A RECENT study found higher than normal levels of distress and behavioural problems in children of a parent with cancer, with the biggest predictor of distress being family dysfunction.
The findings led the authors to advocate for screening and referral of vulnerable families for “targeted, family-oriented, and child-focused interventions delivered by a multidisciplinary psycho-oncological team”.
At first glance it seems logical. But this was a cross-sectional study with no baseline measures and no control group. The average time since cancer diagnosis was 2 years.
How can we be sure that the reported link between family dysfunction and children’s distress has anything to do with the cancer? And even if distress is related to the cancer, is screening and referral the best option?
The first issue to consider is that if such specialised services exist they are vanishingly rare, at least in Australia. Publicly funded psychosocial services for children and adolescents face the same fiscal pressure as other health facilities and by necessity focus on the more severe end of the spectrum in terms of mental illness and distress.
Why screen if there is no obvious next step? Experience in oncology demonstrates that screening is ineffective if there is no access to after care.
The second issue is that the evidence base for interventions with distressed children of parents affected by cancer is thin. In addition, while it is tempting to assume that parents would gratefully accept referral (to the idealised service), the reality is that many people decline psychosocial referral because they feel that they already have sufficient support.
Most compellingly, the notion of screening and referral medicalises the distress which is a common and perhaps inevitable response to adversity.
Children may encounter a range of adverse experiences, of which parental cancer is just one. They can experience learning difficulties, parental unemployment, financial strain and marital breakdown, to name a few.
Having a parent with cancer is hard, but so is having a parent who is depressed.
Not only that, the notion of specialised referral conveys to parents (and children) that this is a really big deal and they do not have the skills do deal with it. But typically they do.

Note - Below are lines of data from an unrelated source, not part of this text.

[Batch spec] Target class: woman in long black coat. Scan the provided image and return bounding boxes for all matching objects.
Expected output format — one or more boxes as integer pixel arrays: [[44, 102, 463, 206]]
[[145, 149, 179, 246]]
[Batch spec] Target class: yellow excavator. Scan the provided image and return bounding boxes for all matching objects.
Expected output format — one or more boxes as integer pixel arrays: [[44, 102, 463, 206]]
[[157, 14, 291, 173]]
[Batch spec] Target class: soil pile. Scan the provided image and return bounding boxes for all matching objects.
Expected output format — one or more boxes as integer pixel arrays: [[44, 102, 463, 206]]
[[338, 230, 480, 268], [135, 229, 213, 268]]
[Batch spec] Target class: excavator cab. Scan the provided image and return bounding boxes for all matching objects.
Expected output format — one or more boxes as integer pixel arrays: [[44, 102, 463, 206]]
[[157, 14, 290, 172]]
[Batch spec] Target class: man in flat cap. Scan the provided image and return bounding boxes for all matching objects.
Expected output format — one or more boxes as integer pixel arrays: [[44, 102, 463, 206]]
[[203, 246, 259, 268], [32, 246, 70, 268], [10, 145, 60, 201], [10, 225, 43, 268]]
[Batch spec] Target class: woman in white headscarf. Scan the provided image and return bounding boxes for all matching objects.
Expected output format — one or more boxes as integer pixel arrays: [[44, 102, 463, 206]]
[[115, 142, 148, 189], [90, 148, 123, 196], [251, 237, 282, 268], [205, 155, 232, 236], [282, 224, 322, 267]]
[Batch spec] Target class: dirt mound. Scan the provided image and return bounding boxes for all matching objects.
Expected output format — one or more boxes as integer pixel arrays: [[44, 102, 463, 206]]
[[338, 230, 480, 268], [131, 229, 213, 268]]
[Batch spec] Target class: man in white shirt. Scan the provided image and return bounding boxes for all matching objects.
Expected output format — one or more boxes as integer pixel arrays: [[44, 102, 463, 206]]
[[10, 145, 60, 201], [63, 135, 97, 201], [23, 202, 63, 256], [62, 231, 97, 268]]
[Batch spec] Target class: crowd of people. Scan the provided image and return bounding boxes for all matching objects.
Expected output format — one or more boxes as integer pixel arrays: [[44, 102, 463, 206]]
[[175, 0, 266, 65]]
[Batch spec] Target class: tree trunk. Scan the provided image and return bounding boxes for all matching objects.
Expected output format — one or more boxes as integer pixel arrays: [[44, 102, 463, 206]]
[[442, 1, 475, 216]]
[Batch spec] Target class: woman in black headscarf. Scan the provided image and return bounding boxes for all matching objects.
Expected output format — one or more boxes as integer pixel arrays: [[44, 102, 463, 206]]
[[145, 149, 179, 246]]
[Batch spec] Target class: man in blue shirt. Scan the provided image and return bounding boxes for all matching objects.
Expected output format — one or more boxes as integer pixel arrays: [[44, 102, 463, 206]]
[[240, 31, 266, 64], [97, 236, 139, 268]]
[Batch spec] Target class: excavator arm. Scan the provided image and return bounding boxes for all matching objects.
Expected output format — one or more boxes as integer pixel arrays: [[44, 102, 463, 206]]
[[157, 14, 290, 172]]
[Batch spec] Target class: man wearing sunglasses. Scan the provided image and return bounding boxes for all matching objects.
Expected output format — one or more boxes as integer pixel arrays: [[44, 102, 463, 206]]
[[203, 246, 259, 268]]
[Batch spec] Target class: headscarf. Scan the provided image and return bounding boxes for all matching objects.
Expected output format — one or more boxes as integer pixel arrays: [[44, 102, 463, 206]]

There is an abundance of research demonstrating that having difficult experiences does not inevitably damage a child. In this instance, it is less about the cancer and more about how it is handled that will affect the outcome.
Health professionals have a role in encouraging parents to discuss their illness in language their children can understand given their age and developmental stage.
Attempts to conceal the diagnosis almost invariably fail, and children who find that they have been deceived with even the purest of intentions are likely to feel angry and resentful. Secrecy also provides a setting for development of misinterpretations and misunderstandings.
In contrast, providing an environment in which the child can talk about their feelings (even the really scary and angry ones) is likely to help children to cope.
Readily accessible resources can guide parents in these discussions.
Two US child psychiatrists advocate simple strategies including keeping a routine, encouraging children to maintain sporting and social activities, and ensuring appropriate supervision and maintenance of rules.
One of the single most striking factors shared by those children who flourish against the odds is access to at least one adult who listens and values them for who they are.
Typically this is a parent, but in times of strife it might be a grandparent — or even the family GP.
Associate Professor Jane Turner is a psychiatrist based at the University of Queensland, with special interests in the impact of advanced cancer on patients and families, and development of sustainable models of psychosocial care.